Wednesday, February 17, 2016

Is Pa headed for this?

The Kansas Supreme Court on Thursday gave the state until June 30 to enact an “equitable” school funding formula or, it said, the state’s public schools won’t open for the 2016-2017 school year.

In its ruling, the court said that if a formula isn’t in place by then, the court will decide that “no constitutionally valid school finance system exists.” 

“Without a constitutionally equitable school finance system, the schools in Kansas will be unable to operate beyond June 30,” the Supreme Court said.

“Accordingly, the Legislature’s chosen path during the 2016 session will ultimately determine whether Kansas students will be treated fairly and the schoolhouse doors will be open to them in August for the beginning of the 2016-2017 school year,” the ruling stated.

The ruling affirms a Court of Appeals decision that the state had failed to correct constitutional inequities among school districts in the state’s school funding system.
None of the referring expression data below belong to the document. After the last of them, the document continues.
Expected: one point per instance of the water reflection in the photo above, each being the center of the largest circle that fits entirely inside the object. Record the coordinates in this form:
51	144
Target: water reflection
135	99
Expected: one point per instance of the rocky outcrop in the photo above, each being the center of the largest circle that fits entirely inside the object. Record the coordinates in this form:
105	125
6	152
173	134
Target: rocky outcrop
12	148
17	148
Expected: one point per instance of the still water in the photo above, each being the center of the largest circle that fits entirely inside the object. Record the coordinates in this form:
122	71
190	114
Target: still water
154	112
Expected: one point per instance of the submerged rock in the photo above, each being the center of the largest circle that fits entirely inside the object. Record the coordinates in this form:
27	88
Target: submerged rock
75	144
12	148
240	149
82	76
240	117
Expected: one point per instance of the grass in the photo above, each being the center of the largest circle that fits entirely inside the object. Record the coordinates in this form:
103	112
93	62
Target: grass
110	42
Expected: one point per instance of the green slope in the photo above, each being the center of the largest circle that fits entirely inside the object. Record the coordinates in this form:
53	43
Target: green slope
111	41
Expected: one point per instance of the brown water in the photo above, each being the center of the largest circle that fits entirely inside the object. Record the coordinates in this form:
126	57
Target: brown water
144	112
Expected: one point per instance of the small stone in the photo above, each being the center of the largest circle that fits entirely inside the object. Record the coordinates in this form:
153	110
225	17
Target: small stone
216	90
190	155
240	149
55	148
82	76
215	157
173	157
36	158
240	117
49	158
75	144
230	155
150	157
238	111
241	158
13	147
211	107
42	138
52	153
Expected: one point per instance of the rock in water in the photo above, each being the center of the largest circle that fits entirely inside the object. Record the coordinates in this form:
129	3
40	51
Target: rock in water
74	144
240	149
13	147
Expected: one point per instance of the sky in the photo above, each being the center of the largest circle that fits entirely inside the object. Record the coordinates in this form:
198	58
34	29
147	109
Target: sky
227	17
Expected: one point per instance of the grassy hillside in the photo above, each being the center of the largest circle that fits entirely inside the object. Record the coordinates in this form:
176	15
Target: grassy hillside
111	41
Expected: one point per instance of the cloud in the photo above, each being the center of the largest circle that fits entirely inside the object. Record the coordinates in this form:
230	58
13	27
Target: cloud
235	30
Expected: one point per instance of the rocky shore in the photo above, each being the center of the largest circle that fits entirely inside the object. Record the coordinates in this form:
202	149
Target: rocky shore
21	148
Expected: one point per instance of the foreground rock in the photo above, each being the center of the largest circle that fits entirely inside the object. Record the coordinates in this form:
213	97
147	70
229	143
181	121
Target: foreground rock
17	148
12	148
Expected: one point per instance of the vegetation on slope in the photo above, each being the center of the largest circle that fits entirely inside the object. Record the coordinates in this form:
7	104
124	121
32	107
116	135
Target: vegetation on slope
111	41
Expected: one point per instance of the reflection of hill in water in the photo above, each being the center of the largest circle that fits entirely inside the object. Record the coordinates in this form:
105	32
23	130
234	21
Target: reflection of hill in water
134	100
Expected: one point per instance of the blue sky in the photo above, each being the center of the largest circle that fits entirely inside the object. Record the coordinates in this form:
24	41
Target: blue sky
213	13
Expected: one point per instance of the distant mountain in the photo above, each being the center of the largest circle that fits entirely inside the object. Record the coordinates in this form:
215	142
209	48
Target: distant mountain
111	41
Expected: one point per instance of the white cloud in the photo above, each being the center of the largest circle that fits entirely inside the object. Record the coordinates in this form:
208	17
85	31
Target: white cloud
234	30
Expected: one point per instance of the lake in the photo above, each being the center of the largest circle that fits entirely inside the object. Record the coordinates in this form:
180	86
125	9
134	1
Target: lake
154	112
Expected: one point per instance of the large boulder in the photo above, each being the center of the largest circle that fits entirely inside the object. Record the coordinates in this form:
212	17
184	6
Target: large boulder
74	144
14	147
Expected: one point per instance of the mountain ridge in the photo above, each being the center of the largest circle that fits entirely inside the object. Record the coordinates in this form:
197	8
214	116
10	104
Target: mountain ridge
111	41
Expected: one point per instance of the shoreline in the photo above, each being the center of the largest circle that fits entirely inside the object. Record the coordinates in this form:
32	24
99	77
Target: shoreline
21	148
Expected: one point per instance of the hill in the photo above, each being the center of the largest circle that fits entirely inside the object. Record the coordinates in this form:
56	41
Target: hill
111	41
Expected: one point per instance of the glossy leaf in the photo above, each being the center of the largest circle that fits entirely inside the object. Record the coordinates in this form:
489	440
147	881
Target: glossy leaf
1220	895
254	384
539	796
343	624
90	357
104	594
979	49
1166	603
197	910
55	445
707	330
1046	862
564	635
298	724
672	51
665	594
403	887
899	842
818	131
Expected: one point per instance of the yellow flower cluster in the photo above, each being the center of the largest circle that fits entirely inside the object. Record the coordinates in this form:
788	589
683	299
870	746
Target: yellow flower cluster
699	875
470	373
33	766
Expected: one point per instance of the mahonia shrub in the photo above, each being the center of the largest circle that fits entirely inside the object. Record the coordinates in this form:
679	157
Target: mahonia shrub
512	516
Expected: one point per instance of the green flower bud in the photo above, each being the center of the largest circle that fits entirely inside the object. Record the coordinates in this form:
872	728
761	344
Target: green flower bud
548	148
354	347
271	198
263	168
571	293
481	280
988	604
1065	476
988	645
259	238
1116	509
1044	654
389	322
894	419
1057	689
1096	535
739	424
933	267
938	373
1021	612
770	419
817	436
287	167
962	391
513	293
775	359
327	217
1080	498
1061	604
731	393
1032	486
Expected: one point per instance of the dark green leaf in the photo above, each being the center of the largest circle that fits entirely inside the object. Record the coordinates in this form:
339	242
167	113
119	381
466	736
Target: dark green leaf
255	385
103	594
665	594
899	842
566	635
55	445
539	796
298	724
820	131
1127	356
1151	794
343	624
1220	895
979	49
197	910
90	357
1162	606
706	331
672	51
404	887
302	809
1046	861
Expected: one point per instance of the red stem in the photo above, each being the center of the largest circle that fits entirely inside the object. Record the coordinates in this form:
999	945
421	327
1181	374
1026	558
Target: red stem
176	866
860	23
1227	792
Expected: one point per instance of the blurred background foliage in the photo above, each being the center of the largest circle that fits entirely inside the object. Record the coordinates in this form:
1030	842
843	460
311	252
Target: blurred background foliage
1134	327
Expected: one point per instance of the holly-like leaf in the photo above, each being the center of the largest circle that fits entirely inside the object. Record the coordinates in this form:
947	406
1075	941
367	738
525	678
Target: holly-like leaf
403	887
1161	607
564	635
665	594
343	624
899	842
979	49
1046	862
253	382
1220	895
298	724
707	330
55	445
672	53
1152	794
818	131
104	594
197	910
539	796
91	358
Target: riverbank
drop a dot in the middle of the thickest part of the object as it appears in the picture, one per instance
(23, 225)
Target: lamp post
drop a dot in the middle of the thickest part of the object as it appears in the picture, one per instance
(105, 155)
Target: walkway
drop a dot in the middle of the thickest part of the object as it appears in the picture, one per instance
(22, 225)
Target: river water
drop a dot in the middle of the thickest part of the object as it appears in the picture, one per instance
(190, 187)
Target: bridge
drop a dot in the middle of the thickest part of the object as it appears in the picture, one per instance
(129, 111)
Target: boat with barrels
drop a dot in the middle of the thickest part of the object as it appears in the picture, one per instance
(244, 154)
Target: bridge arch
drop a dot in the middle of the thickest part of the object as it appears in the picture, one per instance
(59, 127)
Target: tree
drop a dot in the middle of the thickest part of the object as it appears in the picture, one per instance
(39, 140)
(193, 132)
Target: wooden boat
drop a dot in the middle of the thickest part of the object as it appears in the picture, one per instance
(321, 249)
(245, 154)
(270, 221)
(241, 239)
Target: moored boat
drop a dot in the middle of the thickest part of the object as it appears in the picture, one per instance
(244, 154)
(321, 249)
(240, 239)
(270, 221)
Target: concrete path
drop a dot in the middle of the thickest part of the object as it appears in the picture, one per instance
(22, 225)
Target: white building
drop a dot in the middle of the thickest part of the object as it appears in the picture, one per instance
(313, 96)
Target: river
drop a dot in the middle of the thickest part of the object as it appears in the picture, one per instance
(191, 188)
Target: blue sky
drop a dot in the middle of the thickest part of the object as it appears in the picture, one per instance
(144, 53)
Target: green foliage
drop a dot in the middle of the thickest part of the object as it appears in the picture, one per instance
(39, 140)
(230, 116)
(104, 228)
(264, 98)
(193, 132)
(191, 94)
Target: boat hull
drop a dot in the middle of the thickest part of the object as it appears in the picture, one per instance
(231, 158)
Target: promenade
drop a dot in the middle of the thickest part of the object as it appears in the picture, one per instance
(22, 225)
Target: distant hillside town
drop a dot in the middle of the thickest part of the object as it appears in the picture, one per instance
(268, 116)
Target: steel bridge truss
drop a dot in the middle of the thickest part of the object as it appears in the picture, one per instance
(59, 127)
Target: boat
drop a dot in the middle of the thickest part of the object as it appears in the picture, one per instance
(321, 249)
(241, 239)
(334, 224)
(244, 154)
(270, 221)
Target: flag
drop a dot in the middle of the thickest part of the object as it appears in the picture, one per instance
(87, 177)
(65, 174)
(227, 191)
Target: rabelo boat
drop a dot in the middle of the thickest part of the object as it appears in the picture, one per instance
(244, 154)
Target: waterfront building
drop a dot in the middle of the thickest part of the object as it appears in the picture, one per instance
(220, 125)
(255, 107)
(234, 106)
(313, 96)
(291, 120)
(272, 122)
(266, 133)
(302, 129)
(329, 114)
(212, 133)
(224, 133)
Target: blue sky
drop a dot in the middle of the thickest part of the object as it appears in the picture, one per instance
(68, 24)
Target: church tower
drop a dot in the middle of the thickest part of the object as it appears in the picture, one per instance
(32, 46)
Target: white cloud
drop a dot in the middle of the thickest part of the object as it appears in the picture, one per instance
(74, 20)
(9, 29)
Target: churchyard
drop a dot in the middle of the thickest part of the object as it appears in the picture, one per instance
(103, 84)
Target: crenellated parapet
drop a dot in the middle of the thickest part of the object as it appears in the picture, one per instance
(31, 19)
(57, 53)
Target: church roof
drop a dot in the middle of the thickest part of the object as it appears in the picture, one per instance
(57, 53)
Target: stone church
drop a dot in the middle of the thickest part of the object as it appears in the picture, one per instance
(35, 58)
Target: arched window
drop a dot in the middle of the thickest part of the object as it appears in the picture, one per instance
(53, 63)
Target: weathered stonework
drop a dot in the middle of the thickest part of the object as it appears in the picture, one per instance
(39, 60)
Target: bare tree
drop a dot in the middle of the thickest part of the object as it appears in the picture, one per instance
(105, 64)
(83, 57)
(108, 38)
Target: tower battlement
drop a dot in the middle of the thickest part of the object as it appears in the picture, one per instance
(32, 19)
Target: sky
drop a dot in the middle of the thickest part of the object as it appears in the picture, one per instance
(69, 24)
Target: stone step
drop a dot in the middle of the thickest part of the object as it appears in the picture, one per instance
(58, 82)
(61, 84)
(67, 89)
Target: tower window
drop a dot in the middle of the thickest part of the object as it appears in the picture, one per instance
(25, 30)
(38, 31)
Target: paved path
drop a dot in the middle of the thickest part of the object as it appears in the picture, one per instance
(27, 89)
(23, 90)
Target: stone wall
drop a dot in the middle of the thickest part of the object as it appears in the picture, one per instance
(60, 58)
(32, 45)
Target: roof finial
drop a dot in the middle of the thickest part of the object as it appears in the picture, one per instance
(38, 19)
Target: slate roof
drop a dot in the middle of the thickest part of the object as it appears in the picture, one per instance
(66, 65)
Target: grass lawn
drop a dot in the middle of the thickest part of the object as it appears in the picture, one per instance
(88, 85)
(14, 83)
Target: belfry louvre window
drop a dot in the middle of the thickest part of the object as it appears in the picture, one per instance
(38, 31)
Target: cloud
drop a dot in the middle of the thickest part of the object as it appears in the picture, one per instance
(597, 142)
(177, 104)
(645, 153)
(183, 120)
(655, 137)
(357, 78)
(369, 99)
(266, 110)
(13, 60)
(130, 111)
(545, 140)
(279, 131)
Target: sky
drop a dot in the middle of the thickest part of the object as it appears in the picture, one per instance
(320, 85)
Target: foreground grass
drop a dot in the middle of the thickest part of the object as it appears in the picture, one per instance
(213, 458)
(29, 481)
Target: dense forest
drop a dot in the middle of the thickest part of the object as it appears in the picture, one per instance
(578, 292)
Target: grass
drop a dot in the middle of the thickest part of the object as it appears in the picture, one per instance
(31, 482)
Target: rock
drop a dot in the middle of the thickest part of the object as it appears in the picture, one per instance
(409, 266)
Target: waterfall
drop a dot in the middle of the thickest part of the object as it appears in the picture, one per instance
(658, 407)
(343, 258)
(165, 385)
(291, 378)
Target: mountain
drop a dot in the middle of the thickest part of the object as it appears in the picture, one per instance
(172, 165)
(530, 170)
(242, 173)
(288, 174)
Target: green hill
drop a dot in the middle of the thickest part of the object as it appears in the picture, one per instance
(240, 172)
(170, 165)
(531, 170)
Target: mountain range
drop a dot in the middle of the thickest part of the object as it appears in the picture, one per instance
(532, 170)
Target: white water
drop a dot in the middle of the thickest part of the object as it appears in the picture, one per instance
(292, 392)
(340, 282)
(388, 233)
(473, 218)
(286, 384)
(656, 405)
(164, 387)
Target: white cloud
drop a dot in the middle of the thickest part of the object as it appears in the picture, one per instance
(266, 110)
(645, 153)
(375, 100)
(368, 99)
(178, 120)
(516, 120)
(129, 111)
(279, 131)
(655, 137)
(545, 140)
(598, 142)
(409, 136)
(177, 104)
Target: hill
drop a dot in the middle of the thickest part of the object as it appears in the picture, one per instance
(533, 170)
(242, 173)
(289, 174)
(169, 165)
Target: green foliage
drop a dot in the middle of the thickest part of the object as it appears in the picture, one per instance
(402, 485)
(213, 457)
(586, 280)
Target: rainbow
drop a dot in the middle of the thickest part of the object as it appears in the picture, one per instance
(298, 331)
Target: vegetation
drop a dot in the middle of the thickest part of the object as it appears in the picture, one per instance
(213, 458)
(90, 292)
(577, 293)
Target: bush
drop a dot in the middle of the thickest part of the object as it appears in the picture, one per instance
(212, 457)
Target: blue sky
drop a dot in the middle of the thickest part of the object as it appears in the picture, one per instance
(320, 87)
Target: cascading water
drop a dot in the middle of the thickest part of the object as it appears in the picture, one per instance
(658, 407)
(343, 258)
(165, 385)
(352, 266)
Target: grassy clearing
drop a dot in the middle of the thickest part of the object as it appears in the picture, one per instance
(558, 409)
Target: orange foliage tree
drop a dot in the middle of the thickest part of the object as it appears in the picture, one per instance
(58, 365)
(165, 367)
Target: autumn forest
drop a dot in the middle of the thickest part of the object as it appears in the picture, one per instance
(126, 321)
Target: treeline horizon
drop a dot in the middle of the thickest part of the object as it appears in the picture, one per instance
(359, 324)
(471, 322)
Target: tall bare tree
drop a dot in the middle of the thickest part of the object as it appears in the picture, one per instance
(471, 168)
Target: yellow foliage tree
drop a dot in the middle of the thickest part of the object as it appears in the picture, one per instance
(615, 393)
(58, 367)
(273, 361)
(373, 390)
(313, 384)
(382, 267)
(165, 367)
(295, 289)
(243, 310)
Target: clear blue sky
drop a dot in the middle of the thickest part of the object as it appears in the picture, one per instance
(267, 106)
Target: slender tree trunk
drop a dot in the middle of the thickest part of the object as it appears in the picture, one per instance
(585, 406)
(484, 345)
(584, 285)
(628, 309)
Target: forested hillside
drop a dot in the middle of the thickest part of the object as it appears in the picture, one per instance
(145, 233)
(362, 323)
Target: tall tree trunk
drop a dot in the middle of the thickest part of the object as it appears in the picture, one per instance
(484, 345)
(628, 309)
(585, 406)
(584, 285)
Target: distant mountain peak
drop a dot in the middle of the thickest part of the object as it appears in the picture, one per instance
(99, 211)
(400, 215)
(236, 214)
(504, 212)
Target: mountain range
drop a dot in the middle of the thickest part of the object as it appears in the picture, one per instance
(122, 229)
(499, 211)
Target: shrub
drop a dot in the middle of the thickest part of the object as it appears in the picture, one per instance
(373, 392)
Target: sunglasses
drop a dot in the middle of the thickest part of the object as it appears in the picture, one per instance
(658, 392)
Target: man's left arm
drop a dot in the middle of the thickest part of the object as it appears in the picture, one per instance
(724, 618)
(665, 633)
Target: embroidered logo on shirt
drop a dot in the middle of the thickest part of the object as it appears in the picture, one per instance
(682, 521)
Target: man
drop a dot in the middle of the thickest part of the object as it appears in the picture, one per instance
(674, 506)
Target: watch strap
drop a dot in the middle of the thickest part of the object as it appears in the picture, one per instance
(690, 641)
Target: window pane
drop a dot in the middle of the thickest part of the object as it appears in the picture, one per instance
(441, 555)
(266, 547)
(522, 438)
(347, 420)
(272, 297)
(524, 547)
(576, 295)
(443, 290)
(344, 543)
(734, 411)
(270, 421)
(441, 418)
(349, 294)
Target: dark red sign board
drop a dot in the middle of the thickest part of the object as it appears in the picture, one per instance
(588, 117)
The three-judge appeals panel said the state’s block grant system had shorted poor school districts by $54 million.

The Legislature switched to a block grant system last year to replace a per-pupil funding formula until it could devise a new formula. But the court said block grants left schools underfunded.

Gov. Sam Brownback issued a statement reacting to the ruling: “Kansas has among the best schools in the nation, and an activist Kansas Supreme Court is threatening to shut them down. We will review this decision closely and work with the Legislature to ensure the continued success of our great Kansas schools.”

But Alan Rupe, an attorney for the school districts that challenged the block grant system, including Kansas City, Kan., public schools, was pleased with the decision.

“It’s a win for every kid in Kansas that attends public schools, particularly kids who are disadvantaged and in high poverty areas,” Rupe said.